Segurança pública no país continua com cegueira de gênero e 11 estados brasileiros não tem dados sobre homofobia e trans.

Apesar de a transfobia ser crime no Brasil desde 2019, o país é ainda o que mais mata pessoas trans e travestis em todo o mundo pelo 13° ano consecutivo.

O número de assassinatos de mulheres trans e travestis é o maior desde 2008 — ano em que o dado começou a ser registrado.

Conforme o relatório de 2021 da Transgender Europe (TGEU), que monitora dados globalmente levantados por instituições trans e LGBTQIA+, 70% de todos os assassinatos registrados aconteceram na América do Sul e Central, sendo 33% no Brasil, seguido pelo México, com 65 mortes, e pelos Estados Unidos, com 53.

Os dados apontam também que, nos últimos 13 anos, pelo menos 4.042 pessoas trans e de gêneros diversos foram assassinadas entre janeiro de 2008 e setembro de 2021.

Entre outubro de 2020 e setembro de 2021 foram registrados 375 assassinatos no mundo, o que representa um aumento de 7% em relação ao ano anterior.

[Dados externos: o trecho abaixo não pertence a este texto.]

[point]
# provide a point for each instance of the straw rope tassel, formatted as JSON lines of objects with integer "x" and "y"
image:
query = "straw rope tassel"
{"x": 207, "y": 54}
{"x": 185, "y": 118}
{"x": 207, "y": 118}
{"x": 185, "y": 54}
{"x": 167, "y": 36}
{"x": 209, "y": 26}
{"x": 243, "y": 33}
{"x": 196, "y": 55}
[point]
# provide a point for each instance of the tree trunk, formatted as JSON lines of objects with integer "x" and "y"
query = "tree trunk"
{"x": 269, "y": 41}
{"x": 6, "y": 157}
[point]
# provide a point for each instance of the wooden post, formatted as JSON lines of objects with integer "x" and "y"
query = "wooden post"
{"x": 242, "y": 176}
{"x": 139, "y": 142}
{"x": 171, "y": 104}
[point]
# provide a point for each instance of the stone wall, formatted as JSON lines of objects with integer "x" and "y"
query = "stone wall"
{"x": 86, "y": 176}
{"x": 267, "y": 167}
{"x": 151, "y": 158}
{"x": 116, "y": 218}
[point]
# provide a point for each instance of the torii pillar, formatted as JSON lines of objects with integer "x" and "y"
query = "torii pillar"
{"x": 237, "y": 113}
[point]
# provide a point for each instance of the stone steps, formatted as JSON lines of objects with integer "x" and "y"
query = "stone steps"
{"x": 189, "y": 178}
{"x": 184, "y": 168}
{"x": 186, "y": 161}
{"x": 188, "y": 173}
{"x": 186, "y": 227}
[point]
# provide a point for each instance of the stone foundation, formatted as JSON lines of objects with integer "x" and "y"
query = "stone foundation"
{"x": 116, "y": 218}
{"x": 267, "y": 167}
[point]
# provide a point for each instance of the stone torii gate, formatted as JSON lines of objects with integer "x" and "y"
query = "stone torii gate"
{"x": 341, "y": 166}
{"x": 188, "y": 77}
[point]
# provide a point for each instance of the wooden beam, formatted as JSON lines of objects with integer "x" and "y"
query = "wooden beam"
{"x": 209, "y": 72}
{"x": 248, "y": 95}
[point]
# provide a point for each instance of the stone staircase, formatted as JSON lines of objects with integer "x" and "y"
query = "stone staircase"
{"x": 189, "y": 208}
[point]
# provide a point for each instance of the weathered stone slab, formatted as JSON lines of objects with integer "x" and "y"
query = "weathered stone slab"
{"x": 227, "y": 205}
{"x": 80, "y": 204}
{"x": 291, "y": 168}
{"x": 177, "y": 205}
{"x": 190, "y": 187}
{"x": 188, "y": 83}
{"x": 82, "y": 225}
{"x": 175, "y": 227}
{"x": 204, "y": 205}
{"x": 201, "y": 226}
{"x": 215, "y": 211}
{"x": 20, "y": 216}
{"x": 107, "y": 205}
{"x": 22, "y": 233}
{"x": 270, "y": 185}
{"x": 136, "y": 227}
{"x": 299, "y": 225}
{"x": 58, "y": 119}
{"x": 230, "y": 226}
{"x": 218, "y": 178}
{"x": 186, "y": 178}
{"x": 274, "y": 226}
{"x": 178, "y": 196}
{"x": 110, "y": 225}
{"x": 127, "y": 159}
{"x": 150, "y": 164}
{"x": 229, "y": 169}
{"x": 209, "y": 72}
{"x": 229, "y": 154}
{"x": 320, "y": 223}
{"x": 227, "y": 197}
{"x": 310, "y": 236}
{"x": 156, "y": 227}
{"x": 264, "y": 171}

O relatório mostra que o Brasil teve 125 mortes. Por outro lado, só no ano de 2020, Associação Nacional de Travestis e Transexuais reportou 175 transfeminicídios e mapeou 80 mortes no primeiro semestre de 2021.

As maiores vítimas de transfeminicídio são mulheres. De acordo com o documento da Transgender Europe, 96% das pessoas assassinadas em todo o mundo eram mulheres trans ou pessoas transfeminadas; 58% das pessoas trans assassinadas eram profissionais do sexo; a idade média das pessoas assassinadas é de 30 anos; 36% dos homicídios ocorreram na rua e 24% na própria residência.

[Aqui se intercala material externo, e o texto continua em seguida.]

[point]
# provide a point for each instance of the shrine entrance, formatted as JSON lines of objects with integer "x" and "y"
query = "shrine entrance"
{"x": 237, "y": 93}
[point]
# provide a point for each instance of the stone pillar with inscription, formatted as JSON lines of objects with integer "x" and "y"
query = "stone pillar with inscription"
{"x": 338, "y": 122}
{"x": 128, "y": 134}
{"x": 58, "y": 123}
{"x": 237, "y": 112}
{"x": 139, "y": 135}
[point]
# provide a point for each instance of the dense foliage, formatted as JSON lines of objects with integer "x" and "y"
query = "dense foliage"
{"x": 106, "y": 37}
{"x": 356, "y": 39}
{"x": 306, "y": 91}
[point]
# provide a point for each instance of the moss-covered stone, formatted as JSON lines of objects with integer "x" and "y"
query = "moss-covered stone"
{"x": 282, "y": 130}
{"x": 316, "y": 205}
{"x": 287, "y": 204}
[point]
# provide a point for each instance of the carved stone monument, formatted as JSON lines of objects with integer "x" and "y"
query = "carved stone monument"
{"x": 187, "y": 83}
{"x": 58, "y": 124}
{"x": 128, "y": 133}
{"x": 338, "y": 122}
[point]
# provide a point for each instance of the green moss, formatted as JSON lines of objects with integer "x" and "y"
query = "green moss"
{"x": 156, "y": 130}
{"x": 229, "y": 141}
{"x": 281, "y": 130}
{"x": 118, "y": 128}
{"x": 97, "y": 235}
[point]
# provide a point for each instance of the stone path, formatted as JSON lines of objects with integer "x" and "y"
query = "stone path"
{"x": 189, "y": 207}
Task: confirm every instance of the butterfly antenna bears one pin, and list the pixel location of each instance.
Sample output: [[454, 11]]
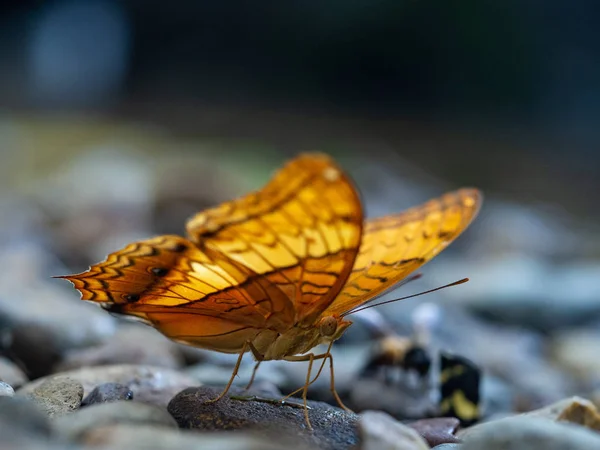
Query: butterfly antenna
[[456, 283]]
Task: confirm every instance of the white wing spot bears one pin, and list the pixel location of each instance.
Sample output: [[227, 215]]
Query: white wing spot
[[330, 174]]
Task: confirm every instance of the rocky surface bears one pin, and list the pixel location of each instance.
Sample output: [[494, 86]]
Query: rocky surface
[[73, 377]]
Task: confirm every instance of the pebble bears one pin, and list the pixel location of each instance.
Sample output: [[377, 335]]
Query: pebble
[[131, 344], [438, 430], [333, 428], [11, 374], [576, 410], [529, 433], [6, 390], [58, 396], [155, 385], [107, 392], [29, 299], [399, 400], [78, 423], [379, 431], [540, 295], [145, 437], [23, 414], [577, 351], [36, 347]]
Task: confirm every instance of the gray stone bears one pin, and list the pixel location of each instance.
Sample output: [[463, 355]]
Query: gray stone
[[58, 395], [131, 344], [19, 413], [333, 428], [155, 385], [379, 431], [577, 351], [6, 390], [527, 433], [36, 347], [144, 437], [541, 295], [348, 361], [78, 423], [108, 392], [437, 430], [11, 374]]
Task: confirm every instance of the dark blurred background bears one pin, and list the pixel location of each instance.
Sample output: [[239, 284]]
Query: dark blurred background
[[119, 119], [501, 95]]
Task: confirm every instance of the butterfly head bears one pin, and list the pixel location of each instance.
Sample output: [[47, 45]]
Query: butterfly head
[[332, 327]]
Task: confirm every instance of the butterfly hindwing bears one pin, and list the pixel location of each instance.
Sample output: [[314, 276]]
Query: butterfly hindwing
[[184, 291]]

Os dados da organização (TGEU) são obtidos por movimentos trans e organizações da sociedade civil que realizam alguma categoria de monitoramento profissional em seus países. Mas, esses números não representam a transfobia no Brasil.

Segundo o relatório, ainda há que considerar os casos não reportados e as mortes não registradas com motivação transfóbica pelos sistemas governamentais de segurança pública, que no Brasil são gritantes.

Para Kaio de Souza Lemos, homem trans, coordenador da Revista Estudos Transviades e do Instituto Brasileiro Transmasculinidades (IBRAT), a falta de boletins de ocorrência transforma a transfobia em um crime invisível, dificultando o mapeamento de políticas públicas.

Segundo ele, a escalada da violência contra as pessoas transgênero tem se confundido com o ambiente político, “marcada por um fundamentalismo da heteronormatividade e que reflete na falta de dados sobre a violência contra essa população”.

A jornalista e produtora de conteúdo trans, Helena Vieira, analisa que no Brasil ainda não se reconhece a categoria de violência contra pessoas trans.

“Precisamos falar de genocídio, pois a forma de funcionamento da violência no Brasil contra pessoas trans é, ao mesmo tempo, explicita por seus números e escondida, como se houvesse um acordo tácito de silenciar frente a essas mortes.”

Direito de existir e viver

O estudo LGBTIfobia no Brasil: barreiras para o reconhecimento institucional da criminalização publicado em 2021, pesquisa organizada pela All Out e coordenada pelo Instituto Matizes, aponta que, passados dois anos da decisão do STF, a criminalização da LGBTIfobia ainda não é uma realidade no país.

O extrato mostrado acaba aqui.